Michael Bruce's work has already been heard in concert form on the London stage, and will next (at the time of writing) appear accompanying David Tennant and Catherine Tate in "Much Ado About Nothing" at Wyndham's Theatre in Summer 2011 according to the sleeve notes. Before that, this CD takes an entertaining sweep through his varied song styles. "Don't Wanna Leave You Now" opens the recording with a surprisingly downbeat first verse leading to an unexpected haunting middle section. "Even Then," with a heartfelt vocal by Paul Spicer then continues the established yearning theme.
Track 3, "I Want A Man" had me reaching for the listings to check whose smooth sweet voice started the song. Sarah Lark kicks off a vaudeville style duet in fine style, amusing us as she and Sarah Earnshaw share a quest for the ideal partner. More yearning, but with a witty upbeat lyric.
The tempo slows again for Charlotte Wakefield's stage ballad style "Someplace Beyond the Moon." Who knows what went on in the show before she sings it - but she'll no doubt have the ushers selling out of Kleenex before she's done.
Mark Evans follows with a bluesy `click along' "Money Honey" - moving from theatre stage to smoky American bar setting in the listener's mind. Masculine enough for the ladies of track 3, perhaps? Well placed directly afterwards, Emily Tierney's `Continental' carries the smoky atmosphere a few thousand miles East of the previous track. Another obviously `stage' number, this would fit well into any evening seeking an alternative to the classic Kander and Ebb `Cabaret' numbers. Completing the mid-list travelling trio, `Away' is a forceful desire for emotional release, given power treatment by Alex Jessop.
Jessie Buckley then calms things with a perfectly controlled `It's Not Gonna Rain.' Obviously learning from her time in Sondheim's "A Little Night Music" in 2009, she picks her way beautifully through a fragile construct, revealing hidden depths in each line. Still in Sondheim mode, "The Musical Theatre Song" is Bruce's tribute to "Not Getting Married" from "Company." Anna-Jane Casey turns in her usual `character' comedy performance to get the most from a well thought out `list' number. Ashleigh Gray then changes the disc's gear yet again with "My Kind of World." Sondheim style to begin with, mixing with something contemporary to create a fresh yet timeless ballad.
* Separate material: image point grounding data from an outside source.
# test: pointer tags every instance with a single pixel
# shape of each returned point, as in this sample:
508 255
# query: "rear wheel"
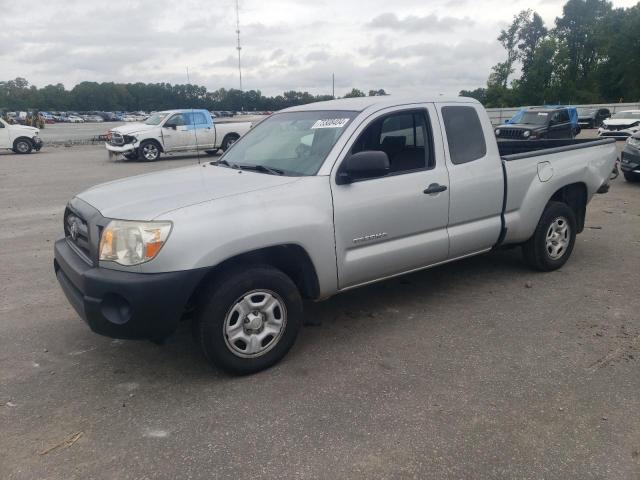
149 150
552 242
631 177
22 146
249 319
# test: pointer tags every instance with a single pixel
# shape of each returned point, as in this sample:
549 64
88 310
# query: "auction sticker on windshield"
330 123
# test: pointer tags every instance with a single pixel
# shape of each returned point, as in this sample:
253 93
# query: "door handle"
435 188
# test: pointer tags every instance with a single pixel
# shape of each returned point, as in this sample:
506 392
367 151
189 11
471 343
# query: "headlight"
132 243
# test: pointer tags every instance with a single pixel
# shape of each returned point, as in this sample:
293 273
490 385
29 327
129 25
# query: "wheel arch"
574 195
292 259
22 137
154 140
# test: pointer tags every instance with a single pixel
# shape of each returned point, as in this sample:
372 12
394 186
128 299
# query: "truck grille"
76 231
615 128
116 139
511 132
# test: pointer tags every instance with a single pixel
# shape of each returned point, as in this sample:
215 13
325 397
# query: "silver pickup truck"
313 201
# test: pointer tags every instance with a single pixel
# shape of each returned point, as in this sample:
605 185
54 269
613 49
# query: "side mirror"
366 164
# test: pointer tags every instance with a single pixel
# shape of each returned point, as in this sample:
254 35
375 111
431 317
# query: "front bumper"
630 160
37 143
123 304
Following this is "Portrait Of A Princess." No Speckulation Entertainment CD is complete without insanely talented (or talentedly insane?) Julie Atherton providing a lunatic treatment of a mad fun number.. Even better, this superb, intelligent parody has, for those with online access (and who don't mind the odd expletive), a glorious Technicolor Disney (but NOT for kids) video accompaniment elsewhere online. You may never look at Snow White in the same way again...
`Looking Back' is another Speckulation Entertainment hallmark - the `Daniel Boys and lucky female theatre star' duet. This time, Michael Bruce provides him and Alexia Khadime with a relationship dissection, reaching a wistful, quietly understated conclusion.
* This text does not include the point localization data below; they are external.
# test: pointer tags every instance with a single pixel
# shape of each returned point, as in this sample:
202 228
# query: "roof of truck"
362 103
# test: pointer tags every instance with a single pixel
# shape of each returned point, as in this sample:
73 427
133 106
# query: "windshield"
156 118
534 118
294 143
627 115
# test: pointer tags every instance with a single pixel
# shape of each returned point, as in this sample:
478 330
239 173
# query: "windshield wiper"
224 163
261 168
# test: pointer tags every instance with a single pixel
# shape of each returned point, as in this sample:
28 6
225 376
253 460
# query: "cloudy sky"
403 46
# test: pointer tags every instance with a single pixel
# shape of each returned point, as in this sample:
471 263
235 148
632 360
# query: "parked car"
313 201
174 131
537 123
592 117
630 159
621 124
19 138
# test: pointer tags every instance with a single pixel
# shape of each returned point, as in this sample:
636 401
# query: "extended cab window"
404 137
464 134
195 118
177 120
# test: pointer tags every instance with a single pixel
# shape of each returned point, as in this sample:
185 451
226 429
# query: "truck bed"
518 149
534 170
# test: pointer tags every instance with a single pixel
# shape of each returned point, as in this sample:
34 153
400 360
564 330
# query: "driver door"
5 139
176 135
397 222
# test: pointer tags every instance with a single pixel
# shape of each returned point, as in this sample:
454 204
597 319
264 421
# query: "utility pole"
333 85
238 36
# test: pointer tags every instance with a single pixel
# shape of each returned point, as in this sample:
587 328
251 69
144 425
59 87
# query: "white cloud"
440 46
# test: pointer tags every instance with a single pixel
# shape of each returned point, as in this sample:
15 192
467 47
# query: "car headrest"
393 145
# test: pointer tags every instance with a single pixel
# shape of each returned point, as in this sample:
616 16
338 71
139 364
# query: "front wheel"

It is left to Michael Xavier to close the CD with another soft ballad, the titular "Unwritten Song." Unusually placed after another introspective number, the reason becomes obvious as it draws together the album's theme of exploring love's dimensions. The perfect end to a compelling showcase of an exceptionally talented composer's work, given full value by an equally talented team of artists and producers.